Prawdziwe oblężenie przeżywały dzisiaj cukiernie w całym mieście. Nic dziwnego, bo wedle znanego przesądu – kto nie zje pączka w tłusty czwartek, temu się nie będzie wiodło. Dziesięć razy więcej pączków niż w normalny dzień sprzedaje się w kawiarni Cztery Pory Roku w Kielcach, gdzie już kolejny dzień ustawiają się kolejki po tłustoczwartkowe smakołyki.
Jak mówi Halina Woźniak z kawiarni, cukiernicy zamówili znacznie więcej składników na pączki niż zazwyczaj. To ponad 500 kilogramów mąki, 6 tysięcy jajek, 100 litrów mleka, 100 kilogramów masła. Pani Halina podkreśla, że zainteresowanie pączkami zaczyna się wcześniej, a dzień przed tłustym czwartkiem i w dniu święta jest największe. Jak mówi, najprawdopodobniej do wtorku klienci będą jeszcze zamawiać pączki i faworki. Przeciętnie klienci zamawiają 10 pączków, największe zamówienie w cukierni Cztery Pory Roku to 500 pączków.
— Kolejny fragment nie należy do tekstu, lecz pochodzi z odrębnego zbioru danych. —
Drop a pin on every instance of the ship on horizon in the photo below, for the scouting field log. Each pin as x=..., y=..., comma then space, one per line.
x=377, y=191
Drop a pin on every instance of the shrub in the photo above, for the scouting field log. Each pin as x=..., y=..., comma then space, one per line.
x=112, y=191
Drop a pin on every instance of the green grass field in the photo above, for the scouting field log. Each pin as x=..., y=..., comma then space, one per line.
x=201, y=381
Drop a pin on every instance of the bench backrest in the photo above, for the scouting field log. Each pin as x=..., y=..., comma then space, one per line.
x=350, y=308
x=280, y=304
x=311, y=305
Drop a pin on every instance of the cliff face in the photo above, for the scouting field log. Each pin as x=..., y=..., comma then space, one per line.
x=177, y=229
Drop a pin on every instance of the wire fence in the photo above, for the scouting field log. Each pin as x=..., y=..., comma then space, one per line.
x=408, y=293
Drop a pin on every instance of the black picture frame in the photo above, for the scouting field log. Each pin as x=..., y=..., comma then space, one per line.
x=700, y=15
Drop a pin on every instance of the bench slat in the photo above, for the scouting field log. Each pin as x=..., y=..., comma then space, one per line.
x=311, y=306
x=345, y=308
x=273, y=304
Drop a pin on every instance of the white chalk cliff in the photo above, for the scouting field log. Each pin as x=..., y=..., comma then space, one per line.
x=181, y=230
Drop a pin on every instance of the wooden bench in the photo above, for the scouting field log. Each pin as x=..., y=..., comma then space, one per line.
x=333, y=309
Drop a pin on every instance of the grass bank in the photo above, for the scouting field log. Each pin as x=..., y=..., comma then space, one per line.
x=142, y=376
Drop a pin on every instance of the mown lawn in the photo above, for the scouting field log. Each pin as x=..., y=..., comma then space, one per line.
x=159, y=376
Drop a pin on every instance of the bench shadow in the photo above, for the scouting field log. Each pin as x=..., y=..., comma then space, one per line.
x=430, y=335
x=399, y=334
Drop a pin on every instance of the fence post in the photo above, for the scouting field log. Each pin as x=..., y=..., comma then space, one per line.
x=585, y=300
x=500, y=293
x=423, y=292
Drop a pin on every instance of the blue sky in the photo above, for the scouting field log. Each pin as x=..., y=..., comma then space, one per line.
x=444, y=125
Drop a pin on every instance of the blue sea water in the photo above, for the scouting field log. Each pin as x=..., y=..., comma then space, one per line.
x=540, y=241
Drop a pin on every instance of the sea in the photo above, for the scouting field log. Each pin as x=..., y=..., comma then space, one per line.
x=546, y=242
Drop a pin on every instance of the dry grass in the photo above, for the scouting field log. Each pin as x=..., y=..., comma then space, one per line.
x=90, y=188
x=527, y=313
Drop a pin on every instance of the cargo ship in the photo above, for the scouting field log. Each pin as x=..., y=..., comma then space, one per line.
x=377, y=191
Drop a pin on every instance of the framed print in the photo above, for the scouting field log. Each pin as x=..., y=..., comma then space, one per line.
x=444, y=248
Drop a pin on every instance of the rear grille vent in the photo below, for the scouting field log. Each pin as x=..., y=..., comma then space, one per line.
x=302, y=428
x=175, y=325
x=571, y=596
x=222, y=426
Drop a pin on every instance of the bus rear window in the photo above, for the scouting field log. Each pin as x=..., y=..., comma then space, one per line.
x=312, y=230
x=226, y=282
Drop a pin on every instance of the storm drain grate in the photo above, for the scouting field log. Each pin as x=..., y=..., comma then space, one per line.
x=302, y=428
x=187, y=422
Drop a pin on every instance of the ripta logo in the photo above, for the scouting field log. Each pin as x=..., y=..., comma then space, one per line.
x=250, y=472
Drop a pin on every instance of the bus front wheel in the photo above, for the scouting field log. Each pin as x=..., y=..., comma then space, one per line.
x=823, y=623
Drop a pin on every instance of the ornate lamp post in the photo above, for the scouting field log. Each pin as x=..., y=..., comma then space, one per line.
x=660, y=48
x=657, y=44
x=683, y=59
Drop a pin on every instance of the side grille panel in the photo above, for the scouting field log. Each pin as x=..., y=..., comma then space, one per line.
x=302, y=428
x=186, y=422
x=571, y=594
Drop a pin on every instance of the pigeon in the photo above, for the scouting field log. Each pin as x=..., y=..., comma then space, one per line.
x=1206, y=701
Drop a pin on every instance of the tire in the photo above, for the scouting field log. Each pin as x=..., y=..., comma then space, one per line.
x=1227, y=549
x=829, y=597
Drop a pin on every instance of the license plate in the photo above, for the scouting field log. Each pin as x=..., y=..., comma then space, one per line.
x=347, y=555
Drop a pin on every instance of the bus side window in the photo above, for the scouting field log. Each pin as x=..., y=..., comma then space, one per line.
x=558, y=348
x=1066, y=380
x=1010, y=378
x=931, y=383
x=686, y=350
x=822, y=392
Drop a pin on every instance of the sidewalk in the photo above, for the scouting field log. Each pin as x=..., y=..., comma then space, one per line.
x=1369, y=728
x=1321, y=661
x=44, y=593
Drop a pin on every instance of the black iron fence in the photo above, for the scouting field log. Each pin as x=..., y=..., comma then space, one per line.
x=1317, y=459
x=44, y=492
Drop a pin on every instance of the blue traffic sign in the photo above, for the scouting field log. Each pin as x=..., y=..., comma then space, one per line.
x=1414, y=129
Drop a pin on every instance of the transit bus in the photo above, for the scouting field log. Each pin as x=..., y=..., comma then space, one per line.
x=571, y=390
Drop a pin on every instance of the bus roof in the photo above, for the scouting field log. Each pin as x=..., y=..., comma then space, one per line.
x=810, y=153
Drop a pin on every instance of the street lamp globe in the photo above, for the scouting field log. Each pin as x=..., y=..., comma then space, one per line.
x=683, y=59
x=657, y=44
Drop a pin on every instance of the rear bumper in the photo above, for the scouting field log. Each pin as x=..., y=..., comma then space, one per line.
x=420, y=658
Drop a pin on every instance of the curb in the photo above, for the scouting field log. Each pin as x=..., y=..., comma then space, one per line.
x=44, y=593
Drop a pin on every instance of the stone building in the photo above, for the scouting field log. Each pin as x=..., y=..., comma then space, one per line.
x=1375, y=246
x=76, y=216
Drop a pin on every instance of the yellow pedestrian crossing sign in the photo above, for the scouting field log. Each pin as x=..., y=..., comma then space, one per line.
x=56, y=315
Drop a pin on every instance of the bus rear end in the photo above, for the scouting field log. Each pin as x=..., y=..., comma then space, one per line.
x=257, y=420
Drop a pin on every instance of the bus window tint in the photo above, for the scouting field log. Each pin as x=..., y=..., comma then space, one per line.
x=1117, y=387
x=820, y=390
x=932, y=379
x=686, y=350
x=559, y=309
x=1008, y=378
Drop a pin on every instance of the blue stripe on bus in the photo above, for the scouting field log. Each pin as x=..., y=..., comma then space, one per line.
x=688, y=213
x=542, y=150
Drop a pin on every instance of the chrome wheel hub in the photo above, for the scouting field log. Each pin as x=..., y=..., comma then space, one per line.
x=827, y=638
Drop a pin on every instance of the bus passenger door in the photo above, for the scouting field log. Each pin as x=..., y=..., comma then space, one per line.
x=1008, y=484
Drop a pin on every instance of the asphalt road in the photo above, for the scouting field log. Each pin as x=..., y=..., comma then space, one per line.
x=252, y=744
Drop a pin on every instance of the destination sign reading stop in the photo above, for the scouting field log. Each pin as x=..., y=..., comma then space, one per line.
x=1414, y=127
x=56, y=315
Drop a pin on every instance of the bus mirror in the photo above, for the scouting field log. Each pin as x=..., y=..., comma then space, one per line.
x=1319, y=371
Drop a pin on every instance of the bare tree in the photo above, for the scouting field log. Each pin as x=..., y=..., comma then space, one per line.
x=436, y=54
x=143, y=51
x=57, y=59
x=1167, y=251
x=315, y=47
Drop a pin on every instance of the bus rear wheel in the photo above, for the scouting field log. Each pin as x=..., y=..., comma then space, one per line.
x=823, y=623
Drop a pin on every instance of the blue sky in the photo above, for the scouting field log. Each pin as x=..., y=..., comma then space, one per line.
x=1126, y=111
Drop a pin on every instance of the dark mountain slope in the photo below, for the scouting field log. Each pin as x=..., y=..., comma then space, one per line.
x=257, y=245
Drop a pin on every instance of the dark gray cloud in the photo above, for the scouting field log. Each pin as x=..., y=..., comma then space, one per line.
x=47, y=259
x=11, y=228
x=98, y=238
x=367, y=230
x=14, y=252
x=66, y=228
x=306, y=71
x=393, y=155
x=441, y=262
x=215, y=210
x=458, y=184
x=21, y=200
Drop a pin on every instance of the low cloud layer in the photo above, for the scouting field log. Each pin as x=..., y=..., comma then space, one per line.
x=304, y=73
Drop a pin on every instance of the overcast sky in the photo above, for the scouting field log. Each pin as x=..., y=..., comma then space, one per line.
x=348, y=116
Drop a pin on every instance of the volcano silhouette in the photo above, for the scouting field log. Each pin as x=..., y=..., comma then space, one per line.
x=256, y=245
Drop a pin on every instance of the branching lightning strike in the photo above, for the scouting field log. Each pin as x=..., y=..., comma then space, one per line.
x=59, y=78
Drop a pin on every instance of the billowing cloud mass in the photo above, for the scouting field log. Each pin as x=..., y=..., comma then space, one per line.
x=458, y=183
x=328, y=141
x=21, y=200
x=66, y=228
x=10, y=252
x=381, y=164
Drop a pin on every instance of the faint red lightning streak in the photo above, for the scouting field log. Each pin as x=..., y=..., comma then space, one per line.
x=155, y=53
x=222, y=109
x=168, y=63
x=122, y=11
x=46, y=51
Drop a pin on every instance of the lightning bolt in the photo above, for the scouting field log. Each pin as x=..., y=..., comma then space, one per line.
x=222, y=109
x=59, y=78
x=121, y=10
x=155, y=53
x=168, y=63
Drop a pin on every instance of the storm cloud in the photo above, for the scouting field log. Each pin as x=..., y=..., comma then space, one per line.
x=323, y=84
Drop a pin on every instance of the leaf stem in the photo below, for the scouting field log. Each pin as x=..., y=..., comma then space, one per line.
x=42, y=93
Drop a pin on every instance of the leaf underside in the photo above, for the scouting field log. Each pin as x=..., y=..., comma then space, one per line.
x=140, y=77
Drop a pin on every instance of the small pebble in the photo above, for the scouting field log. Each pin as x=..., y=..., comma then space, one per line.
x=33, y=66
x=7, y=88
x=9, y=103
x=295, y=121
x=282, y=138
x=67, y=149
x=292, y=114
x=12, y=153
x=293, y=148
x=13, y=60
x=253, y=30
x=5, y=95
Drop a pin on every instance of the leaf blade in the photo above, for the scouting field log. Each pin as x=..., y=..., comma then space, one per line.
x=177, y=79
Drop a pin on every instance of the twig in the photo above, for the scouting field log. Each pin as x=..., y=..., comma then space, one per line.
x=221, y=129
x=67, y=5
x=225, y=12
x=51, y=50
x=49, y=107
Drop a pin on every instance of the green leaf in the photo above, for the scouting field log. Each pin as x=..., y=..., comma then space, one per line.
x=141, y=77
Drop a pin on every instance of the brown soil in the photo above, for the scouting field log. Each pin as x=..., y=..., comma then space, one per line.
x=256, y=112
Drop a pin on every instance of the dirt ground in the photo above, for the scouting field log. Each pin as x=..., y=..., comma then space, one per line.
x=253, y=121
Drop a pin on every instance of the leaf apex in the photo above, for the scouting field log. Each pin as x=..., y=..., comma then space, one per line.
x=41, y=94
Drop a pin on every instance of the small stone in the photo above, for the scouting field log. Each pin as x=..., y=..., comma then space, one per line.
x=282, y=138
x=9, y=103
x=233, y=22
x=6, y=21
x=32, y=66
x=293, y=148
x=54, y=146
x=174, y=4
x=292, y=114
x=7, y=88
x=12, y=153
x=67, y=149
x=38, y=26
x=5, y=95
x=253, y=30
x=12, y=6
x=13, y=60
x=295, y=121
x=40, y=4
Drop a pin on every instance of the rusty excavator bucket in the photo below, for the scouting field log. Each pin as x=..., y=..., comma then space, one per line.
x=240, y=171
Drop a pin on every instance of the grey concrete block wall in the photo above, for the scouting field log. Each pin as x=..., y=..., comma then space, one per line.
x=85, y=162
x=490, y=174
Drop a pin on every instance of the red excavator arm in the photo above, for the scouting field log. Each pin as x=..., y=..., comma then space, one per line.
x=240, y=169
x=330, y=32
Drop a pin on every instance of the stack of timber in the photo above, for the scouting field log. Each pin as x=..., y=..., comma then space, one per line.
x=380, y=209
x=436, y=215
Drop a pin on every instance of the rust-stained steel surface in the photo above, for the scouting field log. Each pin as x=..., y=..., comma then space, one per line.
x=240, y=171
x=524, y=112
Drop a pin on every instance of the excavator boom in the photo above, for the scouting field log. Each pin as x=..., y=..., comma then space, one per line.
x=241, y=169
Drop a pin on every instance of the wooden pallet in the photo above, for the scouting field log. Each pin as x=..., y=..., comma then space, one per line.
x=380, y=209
Lidia Broniś, szefowa produkcji w Świecie Słodyczy w Kielcach przyznaje, że nikt w cukierni nie liczy, ile pączków zostało zrobionych. Intensywna praca zaczyna się w noc poprzedzającą tłusty czwartek, a pierwsze smakołyki trafiają z produkcji do sklepu o godzinie 7.00. Później są na bieżąco smażone przez cały dzień.
U Zygmunta Pańszczyka, który prowadzi zakład przy ulicy Małej w Kielcach, pączki są jednymi z najtańszych w mieście. Kosztują 1 złoty i 30 groszy. W kolejce po pączki czekało się około półtorej godziny. Na pączki jest limit – kupić można było maksymalnie 20.
Wszyscy cukiernicy podkreślają, że choć klienci zawsze ciekawi są nowych smaków, ostatecznie decydują się na tradycyjne pączki z różą. Na drugim miejscu są faworki. Idealny pączek powinien mieć jasną obwódkę, co oznacza, że został właściwie wysmażony, na dobrych składnikach.
Dawniej w polskiej kulturze objadano się pączkami, które były nadziewane słoniną, boczkiem oraz mięsem. Teraz najpopularniejszymi łakociami tłustoczwartkowymi są pączki nadziewane dżemem i marmoladą oraz faworki.
Wiele osób w ten dzień rezygnuje z diety. Jednak należy pamiętać, że jeden pączek ma około 300 kalorii. To oznacza, że aby spalić jedną sztukę należy przez kwadrans wchodzić po schodach, pół godziny jeździć na rowerze, albo przez ponad dwie godziny odkurzać. Można także przez dziesięć godzin oglądać telewizję.